Dr. Ehud Landau
University of Basel
Switzerland

Tuesday, October 21, 1997
2:00 pm (CT)
3269 Beckman Institute

Abstract

A molecular level understanding of the mechanisms of action of membrane proteins requires elucidation of their structures to high resolution. To date, only a few high resolution structures of membrane proteins have been solved, reflecting the major stumbling block in this endeavor - the routine production of well-ordered three-dimensional crystals. We have devised a novel concept for the crystallization of membrane proteins by exploiting the properties of bicontinuous lipidic cubic phases. This membrane-mimetic system, consisting of lipid, water and protein in appropriate proportions, forms a transparent 3-D curved bilayer matrix, which is pervaded by two non-connected aqueous channels. Membrane proteins, once inserted into this complex array, diffuse laterally to nucleate, and eventually to yield well-ordered crystals. Hexagonal bacteriorhodopsin microcrystals diffract isotropically to 2.0 A resolution, with a space group P 63 and unit cell dimensions of a=b=61.76 A, c=104.16 A, a=b=90 deg and g=120 deg and one monomer per asymmetric unit. The crystal structure was solved at a resolution of 2.5 A by molecular replacement, using previous results from electron crystallographic studies as a model.
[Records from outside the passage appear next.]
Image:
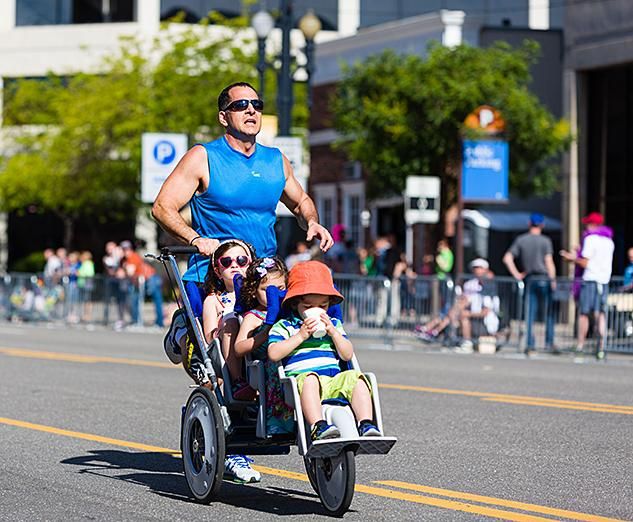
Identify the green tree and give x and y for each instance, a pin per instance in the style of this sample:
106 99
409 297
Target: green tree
77 150
402 115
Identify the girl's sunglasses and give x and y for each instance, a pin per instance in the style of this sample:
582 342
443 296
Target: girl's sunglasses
242 105
227 261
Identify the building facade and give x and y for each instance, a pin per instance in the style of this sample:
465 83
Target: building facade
338 184
599 100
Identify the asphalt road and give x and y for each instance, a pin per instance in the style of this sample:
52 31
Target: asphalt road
87 419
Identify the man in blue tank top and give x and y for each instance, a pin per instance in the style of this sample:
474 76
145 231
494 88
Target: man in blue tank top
233 185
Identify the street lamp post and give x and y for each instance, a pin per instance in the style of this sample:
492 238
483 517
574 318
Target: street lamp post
263 24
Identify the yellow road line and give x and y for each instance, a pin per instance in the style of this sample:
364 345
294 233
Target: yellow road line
89 359
86 436
554 405
361 488
486 395
494 397
535 508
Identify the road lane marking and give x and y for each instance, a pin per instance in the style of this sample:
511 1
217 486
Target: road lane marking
554 405
89 359
361 488
522 400
535 508
526 398
85 436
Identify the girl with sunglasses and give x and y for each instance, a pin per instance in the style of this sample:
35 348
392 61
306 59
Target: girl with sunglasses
219 320
261 294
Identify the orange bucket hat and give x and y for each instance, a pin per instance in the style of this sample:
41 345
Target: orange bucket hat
311 277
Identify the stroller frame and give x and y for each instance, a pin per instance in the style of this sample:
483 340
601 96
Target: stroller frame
213 422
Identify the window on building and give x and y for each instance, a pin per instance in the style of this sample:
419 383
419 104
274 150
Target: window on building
60 12
352 170
353 205
325 199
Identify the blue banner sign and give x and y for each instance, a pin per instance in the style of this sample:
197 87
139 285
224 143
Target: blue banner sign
485 170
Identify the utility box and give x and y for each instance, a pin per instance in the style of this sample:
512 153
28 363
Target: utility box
422 200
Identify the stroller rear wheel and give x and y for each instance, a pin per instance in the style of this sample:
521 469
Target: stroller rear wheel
203 445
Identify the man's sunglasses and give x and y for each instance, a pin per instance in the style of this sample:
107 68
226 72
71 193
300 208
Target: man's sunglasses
227 261
242 105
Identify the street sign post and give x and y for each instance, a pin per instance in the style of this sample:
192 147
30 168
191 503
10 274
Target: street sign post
422 205
161 153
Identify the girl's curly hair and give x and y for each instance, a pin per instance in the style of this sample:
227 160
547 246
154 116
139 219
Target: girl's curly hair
258 270
213 284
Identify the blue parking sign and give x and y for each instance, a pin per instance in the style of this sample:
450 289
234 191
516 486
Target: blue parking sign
485 169
164 152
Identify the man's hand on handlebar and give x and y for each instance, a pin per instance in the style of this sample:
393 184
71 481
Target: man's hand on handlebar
315 230
206 245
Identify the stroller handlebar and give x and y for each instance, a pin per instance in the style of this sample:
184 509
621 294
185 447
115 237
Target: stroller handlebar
179 249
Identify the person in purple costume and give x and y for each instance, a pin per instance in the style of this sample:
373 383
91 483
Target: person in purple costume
595 259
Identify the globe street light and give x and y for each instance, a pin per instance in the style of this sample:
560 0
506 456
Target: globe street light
263 23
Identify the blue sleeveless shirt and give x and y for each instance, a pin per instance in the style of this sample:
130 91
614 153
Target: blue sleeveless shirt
240 201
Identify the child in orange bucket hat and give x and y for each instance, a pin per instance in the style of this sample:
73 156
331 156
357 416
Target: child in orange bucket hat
314 360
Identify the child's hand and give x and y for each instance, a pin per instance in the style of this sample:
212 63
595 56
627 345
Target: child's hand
308 327
330 329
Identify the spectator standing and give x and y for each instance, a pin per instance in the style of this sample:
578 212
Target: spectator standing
136 269
479 301
628 272
85 282
534 252
444 260
367 258
72 298
595 259
52 268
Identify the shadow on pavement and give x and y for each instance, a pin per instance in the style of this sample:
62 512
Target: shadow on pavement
162 473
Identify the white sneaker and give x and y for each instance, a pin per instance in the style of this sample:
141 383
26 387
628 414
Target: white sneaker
465 347
238 469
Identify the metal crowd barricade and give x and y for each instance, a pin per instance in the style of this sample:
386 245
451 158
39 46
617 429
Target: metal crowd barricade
376 307
619 317
33 298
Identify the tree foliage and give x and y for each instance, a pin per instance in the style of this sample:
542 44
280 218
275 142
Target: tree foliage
403 115
78 150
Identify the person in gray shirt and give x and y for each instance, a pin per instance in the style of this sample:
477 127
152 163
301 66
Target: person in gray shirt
534 252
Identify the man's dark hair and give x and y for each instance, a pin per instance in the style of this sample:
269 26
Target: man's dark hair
224 98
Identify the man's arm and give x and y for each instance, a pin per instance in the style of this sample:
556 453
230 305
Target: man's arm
189 176
302 206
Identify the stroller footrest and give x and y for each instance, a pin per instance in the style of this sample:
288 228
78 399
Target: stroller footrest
360 445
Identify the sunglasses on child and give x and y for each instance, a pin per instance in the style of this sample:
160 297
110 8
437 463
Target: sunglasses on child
242 105
227 261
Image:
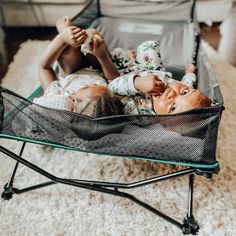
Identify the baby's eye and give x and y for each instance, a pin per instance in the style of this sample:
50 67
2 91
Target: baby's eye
172 108
185 91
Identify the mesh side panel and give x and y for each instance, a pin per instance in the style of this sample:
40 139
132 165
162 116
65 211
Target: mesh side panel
186 137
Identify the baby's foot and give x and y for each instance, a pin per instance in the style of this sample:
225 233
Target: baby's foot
63 23
132 54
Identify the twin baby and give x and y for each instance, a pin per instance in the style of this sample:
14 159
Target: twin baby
95 82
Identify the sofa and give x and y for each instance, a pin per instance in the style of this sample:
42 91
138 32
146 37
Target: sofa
19 13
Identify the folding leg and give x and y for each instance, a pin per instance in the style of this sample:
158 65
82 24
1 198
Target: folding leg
189 225
9 190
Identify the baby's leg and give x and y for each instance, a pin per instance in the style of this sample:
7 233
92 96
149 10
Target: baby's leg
71 58
148 55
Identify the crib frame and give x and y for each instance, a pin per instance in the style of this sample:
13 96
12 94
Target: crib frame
189 224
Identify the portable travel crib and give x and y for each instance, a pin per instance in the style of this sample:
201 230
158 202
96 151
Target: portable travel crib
187 139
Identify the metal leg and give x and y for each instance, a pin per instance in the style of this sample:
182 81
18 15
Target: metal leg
9 190
190 225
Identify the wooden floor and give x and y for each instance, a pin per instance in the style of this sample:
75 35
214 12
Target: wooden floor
16 36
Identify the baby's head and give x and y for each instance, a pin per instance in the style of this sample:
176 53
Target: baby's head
96 101
177 97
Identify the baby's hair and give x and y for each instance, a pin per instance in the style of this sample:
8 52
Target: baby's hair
102 106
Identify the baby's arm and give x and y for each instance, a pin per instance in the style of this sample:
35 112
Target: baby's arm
70 36
189 78
133 83
100 50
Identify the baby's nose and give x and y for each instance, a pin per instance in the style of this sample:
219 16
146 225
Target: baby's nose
171 94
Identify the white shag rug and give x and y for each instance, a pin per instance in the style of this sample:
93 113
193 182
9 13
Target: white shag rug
62 210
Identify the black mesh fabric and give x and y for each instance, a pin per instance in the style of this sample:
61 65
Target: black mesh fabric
185 137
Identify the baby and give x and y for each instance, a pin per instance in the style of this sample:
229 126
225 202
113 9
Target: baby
151 90
79 88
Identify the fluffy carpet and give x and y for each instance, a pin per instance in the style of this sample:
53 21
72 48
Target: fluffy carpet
63 210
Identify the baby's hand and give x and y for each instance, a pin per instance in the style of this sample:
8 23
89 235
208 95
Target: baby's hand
98 46
190 68
74 36
149 84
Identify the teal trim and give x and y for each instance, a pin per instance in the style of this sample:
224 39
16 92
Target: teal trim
133 157
35 93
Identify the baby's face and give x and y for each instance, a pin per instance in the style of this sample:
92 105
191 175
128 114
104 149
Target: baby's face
177 97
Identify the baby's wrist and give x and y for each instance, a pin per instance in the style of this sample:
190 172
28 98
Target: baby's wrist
136 82
61 38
The earlier structure is confirmed overall, but several significant differences are revealed. Our structure identifies, for the first time, the locations of water molecules within this membrane protein. Thus, the structural basis for the mechanism of proton translocation, which hitherto remained largely speculative is set, at least in the extracellular part of the channel.

Tea and coffee will be served in R3151 Beckman Institute at 2:15pm.